Вечера становились все сумеречнее, все короче, все свежее, и день ото дня все более холодали высокие чистые ночи, надвигавшиеся на поселок издалека, из-за болот, переваливаясь через эти пологие горбы, еще с войны разгороженные на лоскуты делянок. Все раньше смолкали теперь в той стороне дальние выстрелы, но зато по утрам, перед самым восходом солнца, дружнее и азартнее занималась пальба, особенно по субботам и воскресеньям, когда видимо-невидимо наезжало городских: шла северная утка, косяками вытягиваясь на свежей красноте рассветного неба. Табуны эти налетали друг за другом с небольшими промежутками, и шум от одновременного полета множества птиц проносился над болотами, точно порывы северных, первым зимним холодом начиненных ветров, из самой тундры донесенных досюда на птичьих крыльях.
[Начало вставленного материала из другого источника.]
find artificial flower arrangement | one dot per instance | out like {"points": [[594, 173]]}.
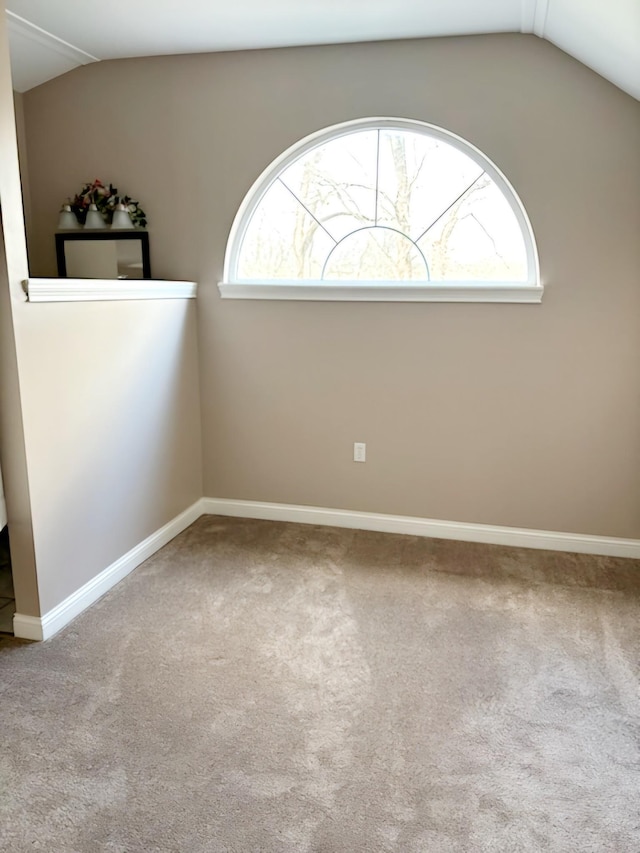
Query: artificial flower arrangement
{"points": [[106, 199]]}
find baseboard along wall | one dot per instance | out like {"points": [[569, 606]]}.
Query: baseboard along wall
{"points": [[521, 537], [44, 627]]}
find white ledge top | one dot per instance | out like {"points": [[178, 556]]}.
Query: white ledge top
{"points": [[384, 292], [105, 290]]}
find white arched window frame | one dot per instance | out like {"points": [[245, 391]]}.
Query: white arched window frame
{"points": [[527, 290]]}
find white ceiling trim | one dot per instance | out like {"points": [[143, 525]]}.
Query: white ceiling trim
{"points": [[534, 16], [31, 32], [527, 15], [540, 18]]}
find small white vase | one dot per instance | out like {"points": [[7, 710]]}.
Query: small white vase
{"points": [[121, 219], [67, 220], [95, 219]]}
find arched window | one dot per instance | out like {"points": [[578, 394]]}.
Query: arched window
{"points": [[382, 209]]}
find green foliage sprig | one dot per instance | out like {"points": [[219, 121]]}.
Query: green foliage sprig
{"points": [[105, 198]]}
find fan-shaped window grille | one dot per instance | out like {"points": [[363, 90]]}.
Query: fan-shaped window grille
{"points": [[382, 208]]}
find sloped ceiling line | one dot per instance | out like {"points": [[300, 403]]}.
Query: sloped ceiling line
{"points": [[30, 31], [534, 16], [540, 17]]}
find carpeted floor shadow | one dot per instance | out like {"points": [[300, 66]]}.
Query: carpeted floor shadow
{"points": [[258, 686]]}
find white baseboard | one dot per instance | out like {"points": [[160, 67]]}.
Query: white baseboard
{"points": [[44, 627], [491, 534]]}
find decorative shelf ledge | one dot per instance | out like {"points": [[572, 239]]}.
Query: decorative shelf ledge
{"points": [[105, 290]]}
Никто нынче не убирал в саду опавшие, мертвые листья, не обрезал малины и не выметал с грядок. Хозяева сами не любили этого делать раньше, однако в последнее время они не держали отчего-то домработницы, и тоже отчего-то не приезжали к ним на осень погостить их городские взрослые сыновья. Стало в доме заброшенно, тихо, неприбранно.
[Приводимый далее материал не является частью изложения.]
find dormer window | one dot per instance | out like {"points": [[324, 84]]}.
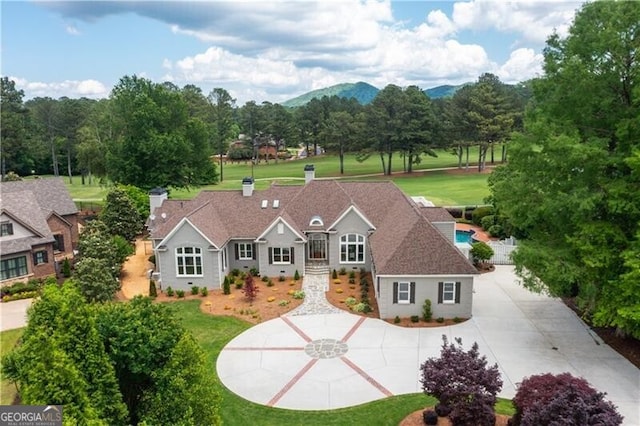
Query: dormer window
{"points": [[316, 221]]}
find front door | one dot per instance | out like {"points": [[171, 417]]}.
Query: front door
{"points": [[317, 247]]}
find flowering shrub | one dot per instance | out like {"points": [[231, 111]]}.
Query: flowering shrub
{"points": [[564, 398], [463, 383]]}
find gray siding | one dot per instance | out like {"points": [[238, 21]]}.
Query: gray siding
{"points": [[426, 288], [286, 239], [351, 223], [448, 229], [187, 236]]}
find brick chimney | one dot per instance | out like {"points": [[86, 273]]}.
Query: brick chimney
{"points": [[156, 197], [309, 173], [247, 187]]}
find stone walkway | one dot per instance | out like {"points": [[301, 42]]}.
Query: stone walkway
{"points": [[315, 302]]}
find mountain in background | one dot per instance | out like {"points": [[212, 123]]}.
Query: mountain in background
{"points": [[363, 93]]}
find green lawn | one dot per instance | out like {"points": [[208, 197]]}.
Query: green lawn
{"points": [[444, 189], [213, 333], [8, 341]]}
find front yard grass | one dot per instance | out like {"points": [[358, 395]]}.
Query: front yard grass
{"points": [[213, 333]]}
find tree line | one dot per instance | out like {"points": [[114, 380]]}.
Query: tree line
{"points": [[157, 134]]}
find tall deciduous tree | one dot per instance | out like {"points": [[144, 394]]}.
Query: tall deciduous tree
{"points": [[62, 360], [156, 142], [222, 105], [14, 155], [571, 186], [120, 215]]}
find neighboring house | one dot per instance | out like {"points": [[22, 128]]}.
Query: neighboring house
{"points": [[38, 228], [409, 249]]}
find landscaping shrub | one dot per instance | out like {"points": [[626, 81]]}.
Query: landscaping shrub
{"points": [[430, 417], [250, 290], [571, 406], [455, 212], [153, 292], [462, 381], [488, 221], [480, 212], [563, 397], [226, 286], [496, 231], [427, 313], [481, 252]]}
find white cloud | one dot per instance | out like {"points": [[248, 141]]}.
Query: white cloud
{"points": [[71, 29], [70, 88], [523, 64], [534, 20]]}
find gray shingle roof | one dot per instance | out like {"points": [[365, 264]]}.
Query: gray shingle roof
{"points": [[51, 194], [404, 243], [23, 207]]}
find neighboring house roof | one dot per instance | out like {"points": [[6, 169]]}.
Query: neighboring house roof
{"points": [[51, 194], [404, 241], [23, 208]]}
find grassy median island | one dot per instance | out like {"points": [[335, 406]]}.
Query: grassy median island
{"points": [[214, 332]]}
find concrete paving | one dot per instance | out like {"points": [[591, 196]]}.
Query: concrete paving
{"points": [[321, 361], [14, 314]]}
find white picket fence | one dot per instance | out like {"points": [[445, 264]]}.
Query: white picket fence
{"points": [[502, 251]]}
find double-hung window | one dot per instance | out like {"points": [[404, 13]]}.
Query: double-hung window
{"points": [[352, 248], [245, 251], [403, 292], [14, 267], [449, 292], [6, 228], [189, 261], [281, 255]]}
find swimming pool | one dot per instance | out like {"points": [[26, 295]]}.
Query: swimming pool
{"points": [[464, 236]]}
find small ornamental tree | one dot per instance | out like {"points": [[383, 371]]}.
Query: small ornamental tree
{"points": [[250, 290], [481, 252], [562, 398], [226, 286], [463, 384]]}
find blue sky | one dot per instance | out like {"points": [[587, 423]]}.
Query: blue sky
{"points": [[272, 50]]}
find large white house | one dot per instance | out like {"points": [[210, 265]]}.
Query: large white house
{"points": [[408, 248]]}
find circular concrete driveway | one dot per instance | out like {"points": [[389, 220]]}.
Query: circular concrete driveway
{"points": [[327, 361]]}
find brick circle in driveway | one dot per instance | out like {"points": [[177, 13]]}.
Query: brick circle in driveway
{"points": [[326, 348]]}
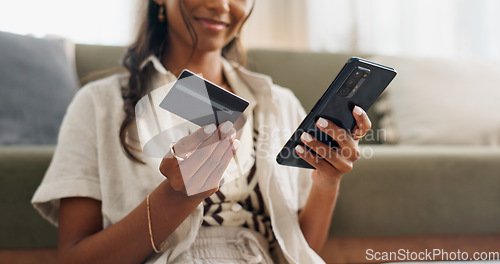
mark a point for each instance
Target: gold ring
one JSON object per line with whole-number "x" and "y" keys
{"x": 356, "y": 137}
{"x": 177, "y": 157}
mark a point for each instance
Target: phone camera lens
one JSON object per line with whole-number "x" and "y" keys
{"x": 351, "y": 82}
{"x": 344, "y": 91}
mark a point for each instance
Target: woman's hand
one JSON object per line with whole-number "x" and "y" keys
{"x": 199, "y": 160}
{"x": 332, "y": 164}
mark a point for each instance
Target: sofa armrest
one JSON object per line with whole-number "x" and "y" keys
{"x": 21, "y": 170}
{"x": 420, "y": 190}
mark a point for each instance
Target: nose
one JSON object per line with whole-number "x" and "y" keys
{"x": 220, "y": 6}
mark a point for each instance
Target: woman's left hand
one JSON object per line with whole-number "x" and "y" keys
{"x": 332, "y": 164}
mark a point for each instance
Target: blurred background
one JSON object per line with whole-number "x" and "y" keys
{"x": 445, "y": 28}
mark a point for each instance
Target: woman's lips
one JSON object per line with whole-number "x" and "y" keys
{"x": 212, "y": 25}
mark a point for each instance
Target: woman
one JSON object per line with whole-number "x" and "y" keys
{"x": 113, "y": 206}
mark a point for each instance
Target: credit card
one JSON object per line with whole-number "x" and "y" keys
{"x": 202, "y": 102}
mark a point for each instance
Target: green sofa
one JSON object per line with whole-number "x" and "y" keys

За остекленною верандою дома сухо поскребывали в малиннике друг о дружку голые прутья, шуршали сморщившиеся, запутавшиеся в осенней паутинке пепельно-серые листики на ветках низкорослых, ненадежных уральских яблонь, и ветер время от времени шевелил на клумбах убитые заморозками, обескровленные стебли цветов. Только несколько астр все еще раскачивались из стороны в сторону посреди полегших растений, всякие — красные, белые, розовые, — но никому уже не нужные, с чернильными кончиками обожженных первым ночным холодом лепестков. И Гайду уже не выпускали до утра в сад караулить цветы. Однако и раньше-то выпускали ее, пожалуй, лишь из одних заблуждений и дурных привычек, потому что никто не лазил к ним в сад. Впрочем, если б и иначе было, выпускать ее давно уже обратилось в зряшную и пустую затею: в последние годы у Гайды начали прибаливать лапы, и она все равно ничего уже не могла сторожить толком. Она уходила за ветер, ложилась и только рычала теперь, когда что-нибудь начинало казаться ей подозрительным. И проходившие мимо люди боялись этого ее безобидного рычания, которое одно только теперь у нее и оставалось от прежних здоровья и силы.
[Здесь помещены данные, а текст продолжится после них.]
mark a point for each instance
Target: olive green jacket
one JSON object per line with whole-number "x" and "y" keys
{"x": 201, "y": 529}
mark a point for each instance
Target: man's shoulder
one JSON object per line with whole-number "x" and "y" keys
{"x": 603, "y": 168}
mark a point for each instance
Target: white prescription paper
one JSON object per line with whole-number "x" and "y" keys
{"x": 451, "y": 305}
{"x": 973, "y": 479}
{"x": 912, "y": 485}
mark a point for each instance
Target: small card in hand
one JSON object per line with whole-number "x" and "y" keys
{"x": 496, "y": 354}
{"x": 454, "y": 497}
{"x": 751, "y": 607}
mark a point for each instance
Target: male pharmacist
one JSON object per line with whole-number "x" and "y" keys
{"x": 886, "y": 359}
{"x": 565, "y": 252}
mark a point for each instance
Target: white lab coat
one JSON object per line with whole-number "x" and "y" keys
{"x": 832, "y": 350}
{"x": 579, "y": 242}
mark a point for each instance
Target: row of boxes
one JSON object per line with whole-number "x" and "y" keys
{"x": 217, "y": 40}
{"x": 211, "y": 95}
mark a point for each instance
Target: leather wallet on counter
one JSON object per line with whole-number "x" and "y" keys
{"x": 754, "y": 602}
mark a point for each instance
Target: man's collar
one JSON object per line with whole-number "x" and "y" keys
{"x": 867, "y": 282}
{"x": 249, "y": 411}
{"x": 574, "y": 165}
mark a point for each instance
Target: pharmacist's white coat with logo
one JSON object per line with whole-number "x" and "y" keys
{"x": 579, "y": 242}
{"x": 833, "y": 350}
Ночи такие становились для Гайды пыткою, потому что она не была человеком и знала, как обстоит все на самом деле: к ней уже приближается ЭТО. Уткнув морду в вытянутые перед собою лапы, она закрывала глаза и начинала ждать…
А по утрам хозяйка качала головой:
— У тебя опять болят глаза, Гайда… Сейчас мы тебя полечим, — и принималась закапывать лекарство. От этого всегда становилось сперва больно.
Но хуже всего случалось Гайде тогда, когда забредала в сад по ночам бездомная черная сука.
Бездомную эту суку с клочьями свалявшейся на гачах подпалой шерсти помнила Гайда, можно сказать, с детства. Сука эта всегда была голодна, грязна и дика, и постоянно на брюхе у нее болтались лиловые истрескавшиеся соски, в кровь иссеченные высокими травами. Впервые Гайда увидела ее, когда сама была еще полугодовалым щенком.
В то летнее, из-за раннего часа еще не жаркое утро старший хозяйский сын вывел Гайду на первый урок.
Занимались они на круглой, под вид манежа посыпанной песком площадке, расположенной посреди ягодных кустарников и яблонек, куда вечерами хозяева вытаскивали из дому легкий раскладной столик и чаевничали всей семьей. Старший хозяйский сын был тогда еще молод, и в то утро на нем была свежая белая рубашка и синие, узкие в коленках офицерские штаны с красным кантом, заправленные в черные сапоги с твердыми, гладкими и сверкающими голенищами. Он учил Гайду сидеть, вставать и ложиться по командам, ходить у ноги по приказу и прыгать через палку на разных высотах. А черная бездомная сука сидела тогда за штакетником, свесив набок язык, и наблюдала за их играми.